[Bug] Unit tests not working for incremental models #10686

CraigWilson-ZOE · 2024-09-10T15:15:30Z

Is this a new bug in dbt-core?

I believe this is a new bug in dbt-core
I have searched the existing issues, and I could not find an existing issue for this bug

Current Behavior

When running a unit tests for an incremental model I am getting the following error:

14:41:49    Database Error in unit_test unit_test__int_barcode_scanned_events_incremental_mode (models/silver/intermediate/food_logging/tests.yml)
  Syntax error: Unexpected "." at [18:44]

Expected Behavior

The unit tests to pass

Steps To Reproduce

Environment is:

dbt 1.8.6
dbt bigquery 1.8.2
dbt-adapters 1.5.0
dbt-utils 1.3.0

incremental model configuration:

{{
    config(
        materialized='incremental',
        incremental_strategy='insert_overwrite',
        unique_key='event_id',
        partition_by={
            "field": "date_day",
            "data_type": "date"
        }
    )
}}

Unit test config:

unit_tests:
  - name: unit_test__int_barcode_scanned_events_incremental_mode
    description: Unit test for int_barcode_scanned_events in incremental mode
    model: int_barcode_scanned_events
    overrides:
      macros:
        is_incremental: true
    given:
        - input: ref('stg_insights_mixpanel_event')
          format: csv
          fixture: raw_mixpanel_events
        - input: this
          format: csv
          fixture: incremental_int_barcode_scanned_events
    expect:
        format: csv
        fixture: expected__int_barcode_scanned_events

Relevant log output

...
15:06:35  3 of 3 ERROR int_barcode_scanned_events::unit_test__int_barcode_scanned_events_incremental_mode  [ERROR in 1.31s]
...
15:06:58    Database Error in unit_test unit_test__int_barcode_scanned_events_incremental_mode (models/silver/intermediate/food_logging/tests.yml)
  Syntax error: Unexpected "." at [18:44]

Environment

- OS: macos 14.3.1
- Python: Python 3.12.2
- dbt: 1.8.6

Which database adapter are you using with dbt?

bigquery

Additional Context

The SQL that seems to be produced and is causing the error is the following:

/* {"app": "dbt", "dbt_version": "1.8.5", "profile_name": "default", "target_name": "development", "node_id": "unit_test.dbt_bq_elt.int_barcode_scanned_events.unit_test__int_barcode_scanned_events_incremental_mode"} */


      
        
            select distinct
                table_schema,
                table_name,
                
            case table_type
                when 'BASE TABLE' then 'table'
                when 'EXTERNAL TABLE' then 'external'
                when 'MATERIALIZED VIEW' then 'materializedview'
                else lower(table_type)
            end as `table_type`


            from `dbt-development-joinzoe`..INFORMATION_SCHEMA.TABLES
            where lower(table_name) like lower ('')
                and lower(table_name) not like lower ('')

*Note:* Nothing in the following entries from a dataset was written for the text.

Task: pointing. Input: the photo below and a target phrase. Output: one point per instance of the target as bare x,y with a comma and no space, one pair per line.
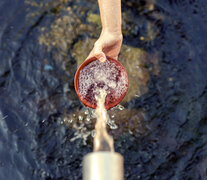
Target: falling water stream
102,140
160,128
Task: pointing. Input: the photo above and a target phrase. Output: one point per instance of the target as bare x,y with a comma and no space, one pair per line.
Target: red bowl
109,103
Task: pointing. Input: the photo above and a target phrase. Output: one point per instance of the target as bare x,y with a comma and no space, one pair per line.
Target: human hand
108,44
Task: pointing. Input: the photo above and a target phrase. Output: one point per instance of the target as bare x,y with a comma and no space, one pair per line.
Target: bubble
108,76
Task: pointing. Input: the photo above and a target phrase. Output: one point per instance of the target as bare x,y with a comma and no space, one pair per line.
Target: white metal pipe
103,166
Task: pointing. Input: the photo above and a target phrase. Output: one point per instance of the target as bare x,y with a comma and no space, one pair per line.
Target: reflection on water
45,130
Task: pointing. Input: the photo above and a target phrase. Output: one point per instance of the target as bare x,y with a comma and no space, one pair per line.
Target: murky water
160,127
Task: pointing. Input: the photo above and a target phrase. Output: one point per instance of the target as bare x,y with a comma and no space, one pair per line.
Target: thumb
99,54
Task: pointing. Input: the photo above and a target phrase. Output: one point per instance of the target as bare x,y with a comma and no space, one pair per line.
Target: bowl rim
76,82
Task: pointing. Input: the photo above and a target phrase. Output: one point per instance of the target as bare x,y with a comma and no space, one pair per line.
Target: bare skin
110,40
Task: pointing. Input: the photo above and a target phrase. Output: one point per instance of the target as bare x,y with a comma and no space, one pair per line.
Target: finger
91,54
116,57
98,53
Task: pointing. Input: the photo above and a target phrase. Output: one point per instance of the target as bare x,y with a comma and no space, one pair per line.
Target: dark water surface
162,134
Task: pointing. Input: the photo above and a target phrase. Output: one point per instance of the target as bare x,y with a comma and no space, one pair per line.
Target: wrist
114,33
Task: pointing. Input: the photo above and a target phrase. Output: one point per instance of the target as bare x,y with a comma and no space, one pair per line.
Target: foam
97,75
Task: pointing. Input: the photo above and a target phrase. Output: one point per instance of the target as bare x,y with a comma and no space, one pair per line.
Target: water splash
102,140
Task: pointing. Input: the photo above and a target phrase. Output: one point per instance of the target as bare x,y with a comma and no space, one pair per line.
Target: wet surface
45,130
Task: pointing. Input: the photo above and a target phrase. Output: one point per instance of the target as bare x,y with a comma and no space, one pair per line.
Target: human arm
110,40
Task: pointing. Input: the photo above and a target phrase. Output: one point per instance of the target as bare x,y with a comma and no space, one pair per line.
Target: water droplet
80,118
120,107
113,126
93,133
88,118
86,112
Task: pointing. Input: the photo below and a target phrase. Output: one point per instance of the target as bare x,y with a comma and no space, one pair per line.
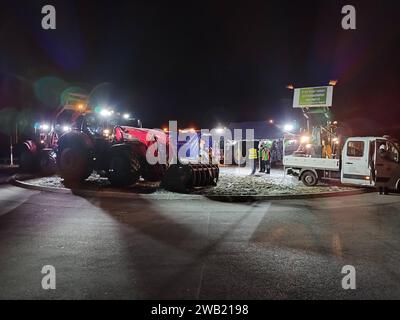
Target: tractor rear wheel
74,165
124,169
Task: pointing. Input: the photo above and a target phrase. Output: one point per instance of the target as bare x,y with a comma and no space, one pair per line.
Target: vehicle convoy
117,148
81,141
38,154
364,161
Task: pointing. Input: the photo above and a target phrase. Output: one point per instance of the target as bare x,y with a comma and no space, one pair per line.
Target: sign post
320,99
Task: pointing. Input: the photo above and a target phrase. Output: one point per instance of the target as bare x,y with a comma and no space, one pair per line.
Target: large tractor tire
47,162
74,164
28,161
124,168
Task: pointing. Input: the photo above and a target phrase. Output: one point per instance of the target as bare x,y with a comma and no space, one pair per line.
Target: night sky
205,63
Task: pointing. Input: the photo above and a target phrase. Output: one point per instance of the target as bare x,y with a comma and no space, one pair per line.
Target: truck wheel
74,165
124,169
309,179
27,161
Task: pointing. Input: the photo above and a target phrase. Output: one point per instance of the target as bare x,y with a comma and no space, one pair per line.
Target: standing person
261,151
267,160
253,159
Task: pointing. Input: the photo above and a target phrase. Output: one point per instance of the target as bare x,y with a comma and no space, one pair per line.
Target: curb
178,196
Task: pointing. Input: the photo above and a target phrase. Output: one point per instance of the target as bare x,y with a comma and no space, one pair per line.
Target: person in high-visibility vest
266,158
253,157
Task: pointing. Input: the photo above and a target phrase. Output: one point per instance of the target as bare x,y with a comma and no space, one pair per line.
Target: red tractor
117,146
38,155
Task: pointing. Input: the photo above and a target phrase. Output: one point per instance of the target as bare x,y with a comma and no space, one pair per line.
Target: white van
365,161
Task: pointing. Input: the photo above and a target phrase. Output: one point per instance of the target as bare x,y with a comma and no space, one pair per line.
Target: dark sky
207,62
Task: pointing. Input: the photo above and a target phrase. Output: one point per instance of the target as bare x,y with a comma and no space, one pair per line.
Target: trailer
364,161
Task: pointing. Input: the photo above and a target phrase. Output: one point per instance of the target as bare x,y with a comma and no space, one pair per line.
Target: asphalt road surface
200,249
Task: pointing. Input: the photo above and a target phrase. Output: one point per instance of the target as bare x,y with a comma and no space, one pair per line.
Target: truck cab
364,161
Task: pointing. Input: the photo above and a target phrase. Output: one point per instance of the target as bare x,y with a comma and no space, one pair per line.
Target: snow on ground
234,181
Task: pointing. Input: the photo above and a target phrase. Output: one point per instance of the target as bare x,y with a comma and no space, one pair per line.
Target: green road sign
313,97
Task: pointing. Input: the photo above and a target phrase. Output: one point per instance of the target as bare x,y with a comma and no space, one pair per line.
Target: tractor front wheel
27,161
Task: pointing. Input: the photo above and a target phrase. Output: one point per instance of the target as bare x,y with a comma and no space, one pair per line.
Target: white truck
365,161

The text was updated successfully, but these errors were encountered:

dbeatty10 · 2024-09-11T13:49:16Z

Thanks for reporting this @CraigWilson-ZOE !

If you comment out the unit test completely, does it still give you that error?

The SQL that is creating that syntax error looks like it could be coming from bigquery__get_catalog or bigquery__get_catalog_relations. Did you happen to override either of those macros or any others? If so, which ones?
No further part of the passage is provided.